Broccoli-Cheddar Hash-Brown Casserole
- Martha Stewart
- Dec 24, 2016
- 1 min read

INGREDIENTS
4 medium russet potatoes (about 2 1/2 pounds total) Kosher salt and freshly ground pepper 2 1/2 cups shredded sharp cheddar (8 ounces) 4 teaspoons Dijon mustard 1/2 cup Greek yogurt, plus more for serving 1/2 cup sliced scallions (from about 4), plus more for serving 4 cups broccoli florets, cut into bite-size pieces 5 large eggs, lightly beaten
DIRECTIONS
In a medium pot, bring potatoes to a boil in salted water; cook 10 minutes. Drain; let cool completely. Combine cheese, Dijon, yogurt, and scallions in a large bowl. Peel potatoes; grate into large shreds (about 6 cups).
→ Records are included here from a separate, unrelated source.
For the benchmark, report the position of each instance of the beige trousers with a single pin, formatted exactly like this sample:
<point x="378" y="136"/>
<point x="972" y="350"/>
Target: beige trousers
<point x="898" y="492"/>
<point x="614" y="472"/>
Fold potatoes, broccoli, eggs, 2 teaspoons salt, and 1/2 teaspoon pepper into cheese mixture. Cover with plastic; refrigerate at least 2 hours and up to 1 day. Preheat oven to 400 degrees with a rack in top third. In a large oven-proof skillet, cook bacon over medium-high until crisp, about 8 minutes; transfer to paper towels to drain. Add butter to skillet; when it foams, add potato mixture. Press to form an even layer and cook, scraping sides with a spatula to prevent burning, until it starts to set, about 8 minutes. Transfer to oven; bake until golden, 22 to 25 minutes. Let cool slightly. Crumble bacon on top and serve, with sliced scallions and yogurt.